Basic, Standard, General - Compute/Storage resources separated Premium, Business Critical - Compute/Storage integrated

Hyperscale - DB Size up to 100 TB. Use when DB size > 4 TB

** In-memory OLTP only supported by Premium tier
** Premium tier integrates storage / compute resources & replicates together
** Use contained users for AAD authentication to Azure SQL A contained database user based on an Azure AD identity, is a database user that does not have a login in the master database, and which maps to an identity in the Azure AD directory that is associated with the database. Eg: To create contained user: CREATE USER [bob@contoso.com] FROM EXTERNAL PROVIDER;
Before creating contained user, need to set admin to AD User through UI Portal.
** Dynamic Scalability : Manually change resource limits, etc without downtime \

Auditing vs Diagnostics

Auditing: Retain an audit trail of selected events. You can define categories of database actions to be audited. Report on database activity. You can use pre-configured reports and a dashboard to get started quickly with activity and event reporting. Analyze reports. You can find suspicious events, unusual activity, and trends. \

Diagnostics: Performance monitoring. CPU percentage, usage etc

Backup

  • Long-term retention not available on Azure SQL DB Managed Instance - Up to 10 years
  • Geo-Redundancy : Cheaper option for backup - if DB ok to be offline for a period of time
  • Geo-Replication: More expensive option
  • Automated Backups - Up to 35 days only
  • When under TDE, offline files are still encrypted
  • Point-in-time restore = Full Backup + Differential Backup + Transaction Log Backup
  • Full Backup: Weekly, Differential Backup: Every 12 Hours, Transaction Logs: Every 5-10 minutes

Azure Functions

Plans

Consumption - Scale Out automatically. Only pay when functions running.
Premium - Require constant running of functions. Require more power. VNet Connectivity.
Dedicated (App Service) Plan - When there are under-utilized VMs running in other App Service instances.
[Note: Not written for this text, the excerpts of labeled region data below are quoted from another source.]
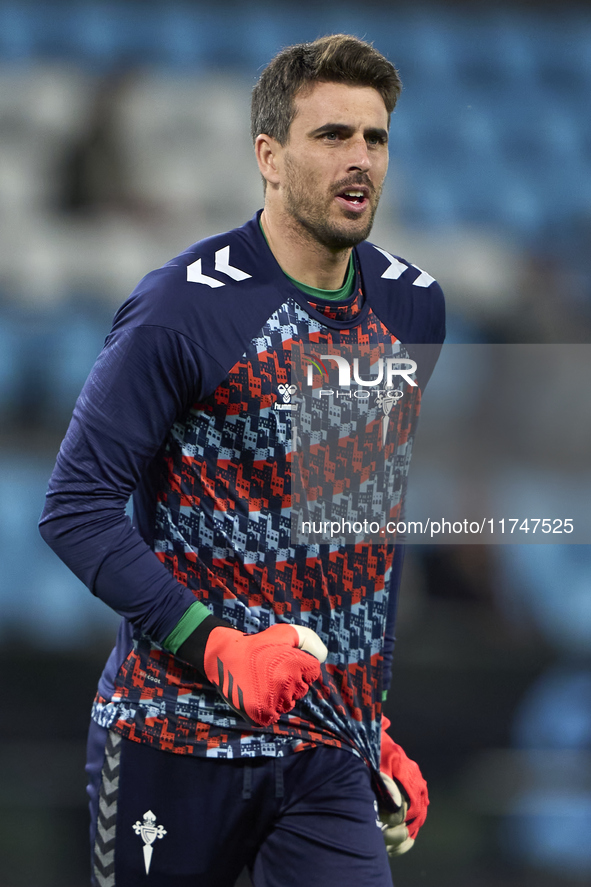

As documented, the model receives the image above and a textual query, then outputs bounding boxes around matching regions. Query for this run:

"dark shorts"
[87,723,392,887]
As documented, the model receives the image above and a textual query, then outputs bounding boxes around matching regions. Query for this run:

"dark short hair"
[251,34,402,145]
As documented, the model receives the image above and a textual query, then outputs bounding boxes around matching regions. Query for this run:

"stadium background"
[0,0,591,887]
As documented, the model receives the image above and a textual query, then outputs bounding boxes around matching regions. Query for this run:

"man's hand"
[380,717,429,856]
[203,623,328,727]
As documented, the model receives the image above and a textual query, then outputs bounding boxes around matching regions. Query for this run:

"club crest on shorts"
[133,810,166,875]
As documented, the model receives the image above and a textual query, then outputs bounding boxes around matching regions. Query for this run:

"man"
[41,35,444,887]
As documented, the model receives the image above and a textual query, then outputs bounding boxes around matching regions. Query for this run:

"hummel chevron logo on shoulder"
[187,246,252,289]
[374,246,435,287]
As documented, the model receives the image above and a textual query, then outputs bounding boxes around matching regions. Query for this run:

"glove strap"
[176,615,236,683]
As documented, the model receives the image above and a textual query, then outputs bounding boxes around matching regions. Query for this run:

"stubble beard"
[285,161,381,252]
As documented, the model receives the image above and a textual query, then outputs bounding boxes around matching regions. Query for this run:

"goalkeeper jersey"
[41,213,444,769]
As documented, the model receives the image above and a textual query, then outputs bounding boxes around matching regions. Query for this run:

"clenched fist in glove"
[178,616,328,727]
[380,717,429,856]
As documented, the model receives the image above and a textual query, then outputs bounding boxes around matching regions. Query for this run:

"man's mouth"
[336,188,369,212]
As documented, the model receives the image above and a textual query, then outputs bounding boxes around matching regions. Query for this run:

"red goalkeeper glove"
[178,616,328,727]
[380,717,429,856]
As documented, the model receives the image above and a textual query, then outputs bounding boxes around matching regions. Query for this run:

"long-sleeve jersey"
[41,214,444,769]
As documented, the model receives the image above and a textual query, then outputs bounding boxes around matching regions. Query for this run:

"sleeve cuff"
[162,601,211,654]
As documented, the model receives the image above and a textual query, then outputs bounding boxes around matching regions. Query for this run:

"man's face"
[280,83,388,249]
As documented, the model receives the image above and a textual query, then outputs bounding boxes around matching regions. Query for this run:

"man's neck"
[261,206,351,290]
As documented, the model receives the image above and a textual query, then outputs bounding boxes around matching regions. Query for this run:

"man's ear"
[254,133,283,185]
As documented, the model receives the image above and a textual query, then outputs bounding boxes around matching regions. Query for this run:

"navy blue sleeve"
[40,326,217,642]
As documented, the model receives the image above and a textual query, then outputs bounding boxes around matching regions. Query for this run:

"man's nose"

Manual scaling.

Database - General

Optimization

Choosing Distribution column:
https://docs.microsoft.com/en-us/azure/sql-data-warehouse/sql-data-warehouse-tables-distribute

  • Column where heavily used in JOINs
  • Not in WHERE clause
  • Not a DATE column
  • Has many unique values (Column should have at least 60 unique values)
  • Does not have NULLs, or only few NULLs

Choosing Partition key:
https://docs.microsoft.com/en-us/azure/cosmos-db/partitioning-overview

  • Choose a partition key that has a wide range of values and access patterns that are evenly spread across logical partitions.
  • Choose a partition key that spreads the workload evenly across all partitions and evenly over time.
  • Candidates for partition keys might include properties that appear frequently as a filter in your queries.

Use non-clustered indexes to improve analytics performance https://docs.microsoft.com/en-us/azure/sql-database/sql-database-in-memory

Migration

Azure Database Migration Service - Migrating with minimal disruptions. Source DB remains online.

Azure AD

  • Privileged Identity Management - JIT privileged access to resources / AD
  • Identity Protection - Automate detection / remediation of identity-based risks, investigate risks, export risk data to 3rd party utilities.